Asked 19/9, 2011 at 13:22 Answered 20/8, 2019 at 2:3

300

I have a bunch of rows that I need to insert into table, but these inserts are always done in batches. So I want to check if a single row from the batch exists in the table because then I know they all were inserted.

So its not a primary key check, but shouldn't matter too much. I would like to only check single row so count(*) probably isn't good, so its something like exists I guess.

But since I'm fairly new to PostgreSQL I'd rather ask people who know.

My batch contains rows with following structure:

userid | rightid | remaining_count

So if table contains any rows with provided userid it means they all are present there.

Regular answered 19/9, 2011 at 13:22 Comment(8)

You want to see if the table has ANY rows, or any rows from your batch? – Pounce 19/9, 2011 at 13:24

any rows from my batch yes. they all share same field ill edit a little. – Regular 19/9, 2011 at 13:25

Please clarify your question. You want to add a batch of records, all or nothing?

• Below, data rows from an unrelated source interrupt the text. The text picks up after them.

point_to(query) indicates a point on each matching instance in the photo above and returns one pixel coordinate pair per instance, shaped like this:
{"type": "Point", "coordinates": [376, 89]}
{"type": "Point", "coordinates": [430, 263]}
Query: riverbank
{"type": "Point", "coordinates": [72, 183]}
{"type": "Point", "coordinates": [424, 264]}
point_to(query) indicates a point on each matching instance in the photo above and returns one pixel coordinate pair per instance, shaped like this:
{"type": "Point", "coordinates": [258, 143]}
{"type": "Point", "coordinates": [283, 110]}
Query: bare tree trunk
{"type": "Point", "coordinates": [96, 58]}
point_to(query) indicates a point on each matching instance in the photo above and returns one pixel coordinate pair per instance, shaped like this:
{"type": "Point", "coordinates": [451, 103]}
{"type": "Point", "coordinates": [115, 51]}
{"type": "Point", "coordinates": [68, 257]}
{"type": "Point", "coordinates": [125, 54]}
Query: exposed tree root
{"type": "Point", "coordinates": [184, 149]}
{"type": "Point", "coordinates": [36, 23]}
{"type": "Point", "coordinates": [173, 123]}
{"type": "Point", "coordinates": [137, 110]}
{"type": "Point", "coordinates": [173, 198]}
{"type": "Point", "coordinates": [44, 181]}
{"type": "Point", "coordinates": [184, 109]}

Is there something special about count ? (BTW a reserved word, impractical as a column name) – Atabrine 19/9, 2011 at 14:8

okay, I was trying to simplify actual situation a little but we are getting closer and closer to real implementation. Once those rows are inserted (theres another field for_date) I begin decrementing rights for specified user as they use specific rights, once rights become 0 they cannot perform those actions anymore for that date. thats the real story – Regular 19/9, 2011 at 14:11

Just show (the relevant part of) the table definitions, and tell what you intend to do. – Atabrine 19/9, 2011 at 14:15

[userid, rightid, for_date, remainingCount] thats the real table. I intend to insert into this table when user attempts to use any right. I could have created a speciall process that is responsible for inserting rows daily but currently I am checking whether another approach will suit me performance wise. – Regular 19/9, 2011 at 14:20

remainingCount with a capital "C"? I'd advice to stick to lower case (remaining_count), or you'll always have to quote this identifier: "remainingCount". Also there is no such thing as "postgre". It's "PostgreSQL" or "postgres". And lastly, it's still unclear whether all rows to be inserted at a time share the same userid. – Basel 19/9, 2011 at 19:41

oh well. I copy pasted that from parameter list in C# code don't worry Erwin. I thought it should be clear, but to specify that more, batch contains rows which do share userid, thats why, checking that single row with specified userid makes sense first of all.. – Regular 19/9, 2011 at 19:56

582

Use the EXISTS keyword for TRUE / FALSE return:

SELECT EXISTS(SELECT 1 FROM contact WHERE id=12)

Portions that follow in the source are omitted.